The basic interface of the widget enables the input of a single file.
The advanced interface of the widget enables the import of several files in a determined order. The user can decide to annotate and encode each file accordingly.
Select the input files as well as their encoding, determine the order in which they appear in the output segmentation, and (optionally) assign annotations. The list of imported files with additional information about the corresponding annotations and encodings appears at the top of the window.
Modify the selection of sources by:
- changing the order in which the files appear in the output: Move Up, Move Down
- deleting individual files from the list: Remove
- clearing the list of all files: Clear All
- import a file list in JSON format and add it to the previously selected sources: Import List
- export the source list in a JSON file: Export List
The Browse button opens a selection dialog. After having selected one or more files in this dialog and validated the choice by clicking on Open, the files appear in the File path(s) field and can be added to the list by clicking on the Add button.
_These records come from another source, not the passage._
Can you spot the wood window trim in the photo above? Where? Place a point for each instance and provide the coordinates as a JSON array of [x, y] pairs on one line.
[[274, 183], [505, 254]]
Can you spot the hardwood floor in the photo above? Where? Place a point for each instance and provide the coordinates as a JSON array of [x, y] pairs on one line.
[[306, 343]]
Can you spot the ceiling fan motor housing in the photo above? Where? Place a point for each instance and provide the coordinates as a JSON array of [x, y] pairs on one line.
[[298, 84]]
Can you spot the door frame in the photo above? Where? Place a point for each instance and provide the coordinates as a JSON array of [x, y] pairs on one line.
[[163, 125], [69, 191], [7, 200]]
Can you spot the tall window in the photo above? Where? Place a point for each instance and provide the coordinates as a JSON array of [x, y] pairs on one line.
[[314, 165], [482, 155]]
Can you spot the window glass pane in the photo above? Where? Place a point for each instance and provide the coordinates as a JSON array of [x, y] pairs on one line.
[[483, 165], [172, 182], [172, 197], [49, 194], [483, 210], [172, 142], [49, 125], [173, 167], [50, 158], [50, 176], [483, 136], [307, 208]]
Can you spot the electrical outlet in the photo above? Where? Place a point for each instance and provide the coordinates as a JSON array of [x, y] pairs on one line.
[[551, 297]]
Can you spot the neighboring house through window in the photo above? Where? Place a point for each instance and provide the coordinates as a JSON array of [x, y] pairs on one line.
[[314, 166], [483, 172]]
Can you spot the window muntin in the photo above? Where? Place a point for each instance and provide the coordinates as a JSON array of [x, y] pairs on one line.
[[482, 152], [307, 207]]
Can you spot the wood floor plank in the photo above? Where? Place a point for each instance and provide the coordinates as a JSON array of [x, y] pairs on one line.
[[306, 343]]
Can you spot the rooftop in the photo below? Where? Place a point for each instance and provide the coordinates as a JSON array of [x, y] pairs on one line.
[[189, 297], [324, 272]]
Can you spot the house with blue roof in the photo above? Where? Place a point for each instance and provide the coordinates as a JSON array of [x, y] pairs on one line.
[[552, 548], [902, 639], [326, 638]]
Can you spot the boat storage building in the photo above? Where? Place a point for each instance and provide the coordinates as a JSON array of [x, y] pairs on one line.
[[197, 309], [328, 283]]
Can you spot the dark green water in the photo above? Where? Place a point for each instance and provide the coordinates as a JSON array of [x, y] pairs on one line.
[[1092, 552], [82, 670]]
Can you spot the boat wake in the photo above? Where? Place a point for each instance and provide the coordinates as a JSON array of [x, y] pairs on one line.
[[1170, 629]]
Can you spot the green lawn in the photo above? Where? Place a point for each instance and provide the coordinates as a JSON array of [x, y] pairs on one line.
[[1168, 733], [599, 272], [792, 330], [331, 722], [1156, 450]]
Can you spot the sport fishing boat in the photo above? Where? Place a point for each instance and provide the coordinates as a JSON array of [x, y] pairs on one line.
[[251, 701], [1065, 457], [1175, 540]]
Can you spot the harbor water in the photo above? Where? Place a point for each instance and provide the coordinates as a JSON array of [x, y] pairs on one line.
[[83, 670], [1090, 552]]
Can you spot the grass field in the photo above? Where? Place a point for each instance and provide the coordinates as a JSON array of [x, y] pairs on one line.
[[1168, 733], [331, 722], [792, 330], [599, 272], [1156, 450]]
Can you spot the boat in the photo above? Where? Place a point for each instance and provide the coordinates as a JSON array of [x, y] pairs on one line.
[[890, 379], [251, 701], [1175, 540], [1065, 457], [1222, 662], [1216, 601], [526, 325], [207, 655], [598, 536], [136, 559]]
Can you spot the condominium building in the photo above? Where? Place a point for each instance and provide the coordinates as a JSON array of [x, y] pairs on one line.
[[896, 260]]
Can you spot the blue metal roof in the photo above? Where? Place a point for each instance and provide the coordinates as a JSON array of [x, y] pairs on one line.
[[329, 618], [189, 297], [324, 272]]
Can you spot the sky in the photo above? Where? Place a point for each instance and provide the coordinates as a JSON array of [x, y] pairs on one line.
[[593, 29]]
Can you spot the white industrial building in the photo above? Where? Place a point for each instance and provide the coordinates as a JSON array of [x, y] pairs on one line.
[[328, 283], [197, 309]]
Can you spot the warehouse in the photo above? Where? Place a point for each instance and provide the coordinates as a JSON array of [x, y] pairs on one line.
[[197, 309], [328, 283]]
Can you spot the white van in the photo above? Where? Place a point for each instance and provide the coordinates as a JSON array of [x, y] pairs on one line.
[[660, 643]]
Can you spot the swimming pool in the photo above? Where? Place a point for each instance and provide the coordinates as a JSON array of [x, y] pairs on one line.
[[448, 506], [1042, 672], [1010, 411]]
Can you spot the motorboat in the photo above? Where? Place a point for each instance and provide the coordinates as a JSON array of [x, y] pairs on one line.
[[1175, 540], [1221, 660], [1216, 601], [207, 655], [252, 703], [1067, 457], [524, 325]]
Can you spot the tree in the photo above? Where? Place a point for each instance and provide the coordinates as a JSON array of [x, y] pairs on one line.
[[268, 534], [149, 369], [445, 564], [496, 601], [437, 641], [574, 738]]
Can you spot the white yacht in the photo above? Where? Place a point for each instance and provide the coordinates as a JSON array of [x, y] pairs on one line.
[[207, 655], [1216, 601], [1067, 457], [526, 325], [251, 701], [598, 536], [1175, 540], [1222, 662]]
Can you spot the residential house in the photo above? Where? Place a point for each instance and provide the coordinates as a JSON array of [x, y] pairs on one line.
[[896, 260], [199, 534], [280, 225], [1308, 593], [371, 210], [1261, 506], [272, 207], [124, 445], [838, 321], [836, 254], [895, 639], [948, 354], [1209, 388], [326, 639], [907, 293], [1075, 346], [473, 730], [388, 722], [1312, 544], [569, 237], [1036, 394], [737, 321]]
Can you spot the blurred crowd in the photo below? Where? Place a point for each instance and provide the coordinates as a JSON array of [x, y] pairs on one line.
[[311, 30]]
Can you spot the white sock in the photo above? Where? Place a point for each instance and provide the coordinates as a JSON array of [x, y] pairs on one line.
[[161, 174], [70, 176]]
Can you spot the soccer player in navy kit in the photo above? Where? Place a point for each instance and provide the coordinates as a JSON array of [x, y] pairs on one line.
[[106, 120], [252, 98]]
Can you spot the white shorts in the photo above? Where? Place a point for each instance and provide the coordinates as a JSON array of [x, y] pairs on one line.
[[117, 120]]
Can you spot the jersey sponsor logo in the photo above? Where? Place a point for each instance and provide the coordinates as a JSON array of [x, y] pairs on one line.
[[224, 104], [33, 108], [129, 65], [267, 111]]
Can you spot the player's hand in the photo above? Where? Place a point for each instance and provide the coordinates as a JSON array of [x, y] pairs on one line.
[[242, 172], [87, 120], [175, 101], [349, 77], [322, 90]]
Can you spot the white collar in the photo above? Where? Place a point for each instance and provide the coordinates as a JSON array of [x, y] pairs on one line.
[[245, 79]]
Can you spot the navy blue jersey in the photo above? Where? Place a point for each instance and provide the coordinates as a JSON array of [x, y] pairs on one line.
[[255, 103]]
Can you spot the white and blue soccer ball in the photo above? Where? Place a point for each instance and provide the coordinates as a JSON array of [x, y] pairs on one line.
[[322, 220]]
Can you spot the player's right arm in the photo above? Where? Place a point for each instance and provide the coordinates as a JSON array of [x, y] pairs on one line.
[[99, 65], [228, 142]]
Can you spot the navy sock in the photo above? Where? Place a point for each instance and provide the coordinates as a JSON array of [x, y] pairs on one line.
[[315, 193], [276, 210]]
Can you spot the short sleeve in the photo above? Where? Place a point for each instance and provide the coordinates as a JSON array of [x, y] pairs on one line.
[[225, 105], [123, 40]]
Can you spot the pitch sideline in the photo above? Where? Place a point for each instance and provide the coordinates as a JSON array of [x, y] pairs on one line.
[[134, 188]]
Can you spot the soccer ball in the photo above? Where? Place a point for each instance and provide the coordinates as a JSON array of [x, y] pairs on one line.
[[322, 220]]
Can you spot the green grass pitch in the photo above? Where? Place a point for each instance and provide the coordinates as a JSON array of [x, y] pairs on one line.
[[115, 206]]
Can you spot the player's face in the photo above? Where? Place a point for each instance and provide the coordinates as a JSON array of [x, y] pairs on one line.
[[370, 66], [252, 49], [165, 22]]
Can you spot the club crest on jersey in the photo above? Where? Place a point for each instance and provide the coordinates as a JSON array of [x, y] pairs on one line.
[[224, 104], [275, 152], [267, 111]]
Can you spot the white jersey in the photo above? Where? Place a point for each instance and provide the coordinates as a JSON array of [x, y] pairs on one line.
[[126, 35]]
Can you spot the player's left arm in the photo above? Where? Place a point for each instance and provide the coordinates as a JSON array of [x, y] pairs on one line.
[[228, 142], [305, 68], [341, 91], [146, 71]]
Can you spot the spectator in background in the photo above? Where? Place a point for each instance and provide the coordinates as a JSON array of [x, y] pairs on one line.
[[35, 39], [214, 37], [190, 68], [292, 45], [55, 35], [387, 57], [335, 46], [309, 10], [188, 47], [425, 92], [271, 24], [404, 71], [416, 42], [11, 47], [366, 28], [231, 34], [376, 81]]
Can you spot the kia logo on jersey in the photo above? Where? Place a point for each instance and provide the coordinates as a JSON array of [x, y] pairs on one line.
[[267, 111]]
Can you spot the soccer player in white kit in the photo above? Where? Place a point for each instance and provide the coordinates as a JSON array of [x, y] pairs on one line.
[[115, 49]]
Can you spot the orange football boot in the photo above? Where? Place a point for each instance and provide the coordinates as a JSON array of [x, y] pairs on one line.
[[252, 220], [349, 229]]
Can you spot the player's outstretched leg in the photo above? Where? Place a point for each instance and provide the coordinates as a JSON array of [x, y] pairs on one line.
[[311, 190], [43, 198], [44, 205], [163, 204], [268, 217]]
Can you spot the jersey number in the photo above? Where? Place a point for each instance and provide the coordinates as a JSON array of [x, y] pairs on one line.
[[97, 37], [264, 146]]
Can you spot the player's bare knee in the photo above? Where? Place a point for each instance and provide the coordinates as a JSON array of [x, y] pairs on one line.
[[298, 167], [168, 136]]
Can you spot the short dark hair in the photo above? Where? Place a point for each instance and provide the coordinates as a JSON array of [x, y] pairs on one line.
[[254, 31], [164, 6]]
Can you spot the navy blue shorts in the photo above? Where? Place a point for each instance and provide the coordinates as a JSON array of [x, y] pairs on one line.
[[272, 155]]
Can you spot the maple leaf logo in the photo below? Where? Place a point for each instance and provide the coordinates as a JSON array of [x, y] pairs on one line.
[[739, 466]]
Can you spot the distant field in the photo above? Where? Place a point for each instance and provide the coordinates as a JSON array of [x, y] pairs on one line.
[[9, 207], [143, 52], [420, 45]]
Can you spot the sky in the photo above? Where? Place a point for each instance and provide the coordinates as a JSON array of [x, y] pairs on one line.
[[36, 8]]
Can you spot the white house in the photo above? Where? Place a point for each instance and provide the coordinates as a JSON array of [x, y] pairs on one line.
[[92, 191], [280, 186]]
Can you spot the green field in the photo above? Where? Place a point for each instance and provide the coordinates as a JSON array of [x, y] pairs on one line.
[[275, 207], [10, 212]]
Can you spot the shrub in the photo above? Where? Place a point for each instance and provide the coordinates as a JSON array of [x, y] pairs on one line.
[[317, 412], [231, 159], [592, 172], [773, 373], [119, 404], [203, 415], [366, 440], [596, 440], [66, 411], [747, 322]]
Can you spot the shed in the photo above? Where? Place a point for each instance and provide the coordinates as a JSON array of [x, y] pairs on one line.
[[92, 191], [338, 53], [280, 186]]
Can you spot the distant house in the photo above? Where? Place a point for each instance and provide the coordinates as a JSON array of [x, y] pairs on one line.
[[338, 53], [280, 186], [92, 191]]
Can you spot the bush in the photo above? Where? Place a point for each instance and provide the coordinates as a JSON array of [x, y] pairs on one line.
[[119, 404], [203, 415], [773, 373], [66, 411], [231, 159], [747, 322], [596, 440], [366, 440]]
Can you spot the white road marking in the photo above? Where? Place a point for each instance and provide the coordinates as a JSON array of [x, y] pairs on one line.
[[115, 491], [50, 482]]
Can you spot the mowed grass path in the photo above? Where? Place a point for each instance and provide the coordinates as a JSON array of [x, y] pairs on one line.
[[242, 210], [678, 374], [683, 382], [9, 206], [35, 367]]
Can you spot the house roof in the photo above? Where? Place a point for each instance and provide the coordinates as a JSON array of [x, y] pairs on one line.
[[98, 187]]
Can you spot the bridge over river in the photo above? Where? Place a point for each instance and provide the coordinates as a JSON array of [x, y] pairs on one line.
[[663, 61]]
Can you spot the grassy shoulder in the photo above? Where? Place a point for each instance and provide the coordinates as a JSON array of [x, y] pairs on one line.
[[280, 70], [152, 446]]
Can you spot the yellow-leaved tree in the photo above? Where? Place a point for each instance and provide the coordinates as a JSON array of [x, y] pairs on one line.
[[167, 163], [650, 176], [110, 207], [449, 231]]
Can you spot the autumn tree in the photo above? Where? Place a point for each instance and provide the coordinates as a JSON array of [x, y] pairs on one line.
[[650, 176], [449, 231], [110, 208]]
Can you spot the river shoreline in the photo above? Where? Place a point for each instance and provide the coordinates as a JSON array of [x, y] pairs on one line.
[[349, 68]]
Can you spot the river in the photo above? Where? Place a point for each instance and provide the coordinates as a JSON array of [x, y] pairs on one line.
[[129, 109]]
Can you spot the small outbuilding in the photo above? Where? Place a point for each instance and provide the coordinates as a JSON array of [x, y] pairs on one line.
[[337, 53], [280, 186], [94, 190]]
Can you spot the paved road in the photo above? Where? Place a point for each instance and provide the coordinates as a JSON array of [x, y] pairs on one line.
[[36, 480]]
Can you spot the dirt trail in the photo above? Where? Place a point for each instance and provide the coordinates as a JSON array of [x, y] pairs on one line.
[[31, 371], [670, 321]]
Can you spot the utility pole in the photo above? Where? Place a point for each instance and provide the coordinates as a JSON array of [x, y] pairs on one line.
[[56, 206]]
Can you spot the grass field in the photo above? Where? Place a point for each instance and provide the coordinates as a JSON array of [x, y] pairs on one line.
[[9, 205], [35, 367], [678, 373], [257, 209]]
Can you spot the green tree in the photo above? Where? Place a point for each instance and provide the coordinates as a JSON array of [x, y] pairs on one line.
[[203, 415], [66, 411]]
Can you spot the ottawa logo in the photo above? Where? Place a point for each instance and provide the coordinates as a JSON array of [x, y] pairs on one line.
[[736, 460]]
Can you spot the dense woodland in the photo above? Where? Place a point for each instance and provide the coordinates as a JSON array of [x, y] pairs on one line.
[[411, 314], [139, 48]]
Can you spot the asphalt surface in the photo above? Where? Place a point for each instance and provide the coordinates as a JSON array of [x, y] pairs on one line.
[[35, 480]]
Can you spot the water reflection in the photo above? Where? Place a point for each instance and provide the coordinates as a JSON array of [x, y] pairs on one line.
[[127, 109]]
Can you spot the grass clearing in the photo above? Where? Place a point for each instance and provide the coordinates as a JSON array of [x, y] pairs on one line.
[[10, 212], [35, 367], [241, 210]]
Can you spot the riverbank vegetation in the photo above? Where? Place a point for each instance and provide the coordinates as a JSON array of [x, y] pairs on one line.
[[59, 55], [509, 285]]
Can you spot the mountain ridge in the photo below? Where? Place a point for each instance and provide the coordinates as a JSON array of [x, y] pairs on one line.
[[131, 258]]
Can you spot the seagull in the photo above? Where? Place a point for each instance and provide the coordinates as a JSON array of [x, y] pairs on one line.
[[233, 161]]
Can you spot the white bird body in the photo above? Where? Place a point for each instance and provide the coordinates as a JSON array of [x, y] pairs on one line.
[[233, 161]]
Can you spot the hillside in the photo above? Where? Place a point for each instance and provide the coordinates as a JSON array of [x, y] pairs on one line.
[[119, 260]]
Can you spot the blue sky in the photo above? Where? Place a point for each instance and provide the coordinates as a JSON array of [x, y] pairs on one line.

It is also possible to type the complete paths of the files directly in the text field, separating the paths corresponding to the successive files with the string ” ” (space + slash + space).
Select the Encoding.
Assign an annotation by specifying its key in the Annotation key field and the corresponding value in the *Annotation value field.
Specify the label affected to the output segmentation. The Import filenames with key checkbox enables the program to create for each imported file an annotation whose value is the file name (as displayed in the list) and whose key is specified by the user in the text field on the right of the checkbox. Similarly, the button Auto-number with key enables the program to automatically number the imported files and to associate the number to the annotation key specified in the text field on the right.
By clicking Send changes are communicated to the output of the widget. Alternatively, tick Send automatically and changes will be communicated to the output at every modification.
Information about the number of segments in the output segmentation or the reasons why no segmentation is emitted.
For the purpose of this example, we have decided to make use of the advanced interface and explore the additional options offered by it. We opened the Text Files widget and selected the advanced settings option. We imported several text files and annotated them. We got our data from the Project Gutenberg website and chose to focus on annotating Shakespeare’s works by genre. We selected Romeo and Juliet, The Merchant of Venice and Shakespeare’s Sonnets and annotated them according to type (tragedy, comedy, poetry). We then displayed our results in the Display widget.